A Journal of the Plague Year 2020–chapter 113

The storming of the Bastille in 1789.

Tuesday, July 14

On this Bastille Day, one can make good use of lockdown time by reading historian Robert Darnton’s penetrating essay on the French Revolution, provided via The New York Review of Books. Consider these words, suddenly more apt than ever: “We take the world as it comes and cannot imagine it organized differently, unless we have experienced moments when things fall apart.” In such periods, engulfed in chaos, we face “seemingly limitless possibilities, both for good and for evil, for raising a utopia and for falling back into tyranny.”

This seems like such a moment, and we can now reimagine American society—but do we have the will and material resources to reconstruct it? Out of the chaos of Trumpian ignorance (‘shine a light in the body”) and dysfunction, a new society can be born. But first, as last night’s dreams inform me, we will have to confront a wasteland of vacant storefronts, abandoned cities, overstocked graveyards, and a disintegrating economy. Mad Max-land in living color.

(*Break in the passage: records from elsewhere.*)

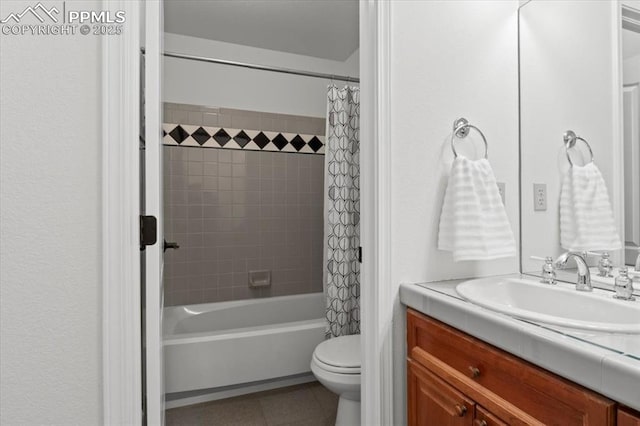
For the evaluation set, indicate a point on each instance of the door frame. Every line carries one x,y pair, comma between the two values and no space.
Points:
121,311
122,368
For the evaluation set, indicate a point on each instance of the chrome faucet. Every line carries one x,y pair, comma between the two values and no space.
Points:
584,276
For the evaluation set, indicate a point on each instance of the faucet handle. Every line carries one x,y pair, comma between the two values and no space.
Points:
548,270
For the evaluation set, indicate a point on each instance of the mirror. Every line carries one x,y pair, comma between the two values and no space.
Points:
579,71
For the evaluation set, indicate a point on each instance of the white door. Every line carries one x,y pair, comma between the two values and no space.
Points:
153,205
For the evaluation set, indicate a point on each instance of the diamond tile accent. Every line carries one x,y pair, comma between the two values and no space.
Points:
280,141
242,139
261,140
201,136
222,137
179,134
315,144
298,143
254,140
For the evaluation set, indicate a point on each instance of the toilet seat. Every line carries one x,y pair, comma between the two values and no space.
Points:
339,355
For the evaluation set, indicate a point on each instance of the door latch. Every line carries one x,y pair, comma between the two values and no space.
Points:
148,231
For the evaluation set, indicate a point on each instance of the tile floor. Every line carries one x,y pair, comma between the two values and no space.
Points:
309,404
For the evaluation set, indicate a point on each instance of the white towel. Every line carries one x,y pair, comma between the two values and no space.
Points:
586,217
473,222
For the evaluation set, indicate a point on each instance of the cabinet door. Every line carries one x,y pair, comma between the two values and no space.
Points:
627,418
485,418
432,402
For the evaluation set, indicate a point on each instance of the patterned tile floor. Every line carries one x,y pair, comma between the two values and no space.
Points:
309,404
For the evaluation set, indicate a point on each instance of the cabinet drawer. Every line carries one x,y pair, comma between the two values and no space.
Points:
626,417
485,418
432,402
543,395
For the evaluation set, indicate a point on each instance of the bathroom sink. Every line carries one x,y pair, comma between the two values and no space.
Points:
553,304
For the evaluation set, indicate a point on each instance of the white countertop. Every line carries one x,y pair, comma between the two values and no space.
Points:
607,363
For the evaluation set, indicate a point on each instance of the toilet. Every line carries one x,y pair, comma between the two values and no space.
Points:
336,364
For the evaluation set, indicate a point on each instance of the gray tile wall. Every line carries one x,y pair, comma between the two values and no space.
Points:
236,211
242,119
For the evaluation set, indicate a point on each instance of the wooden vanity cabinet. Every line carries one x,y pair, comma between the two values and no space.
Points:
448,369
628,417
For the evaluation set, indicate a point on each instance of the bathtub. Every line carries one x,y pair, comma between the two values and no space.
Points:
215,345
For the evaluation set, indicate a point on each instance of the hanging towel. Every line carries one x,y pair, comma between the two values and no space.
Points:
586,217
473,222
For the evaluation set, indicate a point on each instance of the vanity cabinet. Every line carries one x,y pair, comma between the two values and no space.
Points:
456,379
627,417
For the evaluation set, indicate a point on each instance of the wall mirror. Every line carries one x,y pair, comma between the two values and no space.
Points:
579,71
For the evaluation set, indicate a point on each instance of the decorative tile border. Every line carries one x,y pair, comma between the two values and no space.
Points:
253,140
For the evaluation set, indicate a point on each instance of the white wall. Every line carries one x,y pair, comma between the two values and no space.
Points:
448,60
50,296
567,82
631,70
209,84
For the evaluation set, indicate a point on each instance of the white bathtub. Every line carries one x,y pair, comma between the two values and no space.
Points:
230,343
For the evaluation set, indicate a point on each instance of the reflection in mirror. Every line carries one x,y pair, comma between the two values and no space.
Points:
631,129
570,79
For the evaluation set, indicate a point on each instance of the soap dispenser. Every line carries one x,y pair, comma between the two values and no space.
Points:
623,285
548,271
605,266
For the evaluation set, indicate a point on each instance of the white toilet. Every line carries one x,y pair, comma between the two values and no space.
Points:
336,364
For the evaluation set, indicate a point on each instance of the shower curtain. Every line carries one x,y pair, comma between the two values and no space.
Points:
342,211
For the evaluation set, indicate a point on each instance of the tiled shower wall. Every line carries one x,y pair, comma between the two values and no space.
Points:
234,211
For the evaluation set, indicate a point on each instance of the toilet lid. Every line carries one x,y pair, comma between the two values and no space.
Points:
342,352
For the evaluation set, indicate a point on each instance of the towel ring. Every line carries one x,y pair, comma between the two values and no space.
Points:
570,139
461,130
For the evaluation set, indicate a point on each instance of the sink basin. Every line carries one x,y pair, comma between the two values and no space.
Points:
553,304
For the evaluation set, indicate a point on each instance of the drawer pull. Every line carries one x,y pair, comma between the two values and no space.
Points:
475,371
461,410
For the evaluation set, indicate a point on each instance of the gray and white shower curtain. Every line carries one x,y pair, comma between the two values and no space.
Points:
342,211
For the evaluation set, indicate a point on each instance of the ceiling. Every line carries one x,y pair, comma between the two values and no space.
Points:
321,28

Darnton also warns us of a possible danger. Along with its inspiring slogans and a will to recreate everything, including not only government and social relations but also time and space (in France, there was a reimagined calendar, new names for streets and buildings, and the sudden adoption of the more rational metric system), “the Revolution unleashed a new force, nationalism, which would mobilize millions and topple governments for the next two hundred years.”

Nationalism, fanatical xenophobia that seeks to rid a land of “impure blood,” remains the potentially most destructive impulse experienced by humankind. Republicans will certainly seek to stir that hornets’ nest in the coming months, in the service of MAGA man and his plutocratic backers. We’re likely to experience a scenario that not even the most imaginative of science-fiction writers would be able to conjure.

Right here and now, we’re imagining yet another Peapod delivery, scheduled for between 3 and 5 p.m. It’s like waiting for a sleigh-load brought by a forgetful or very inefficient Santa: You might get that bike you asked for, maybe even two bikes, but he could easily omit the pants you’ll need if you’re going outside. You have to do a little planning ahead before you can place an order—but once the order comes, those plans may have to be abandoned and new ones made. Yes, bread crumbs but no mushrooms; sure, here’s the pasta but no Parmesan to go with it. What dreams may come?

Dinner: spaghetti with fried eggs and coleslaw.

Entertainment: three episodes of Netflix’ Belgian courtroom drama The Twelve.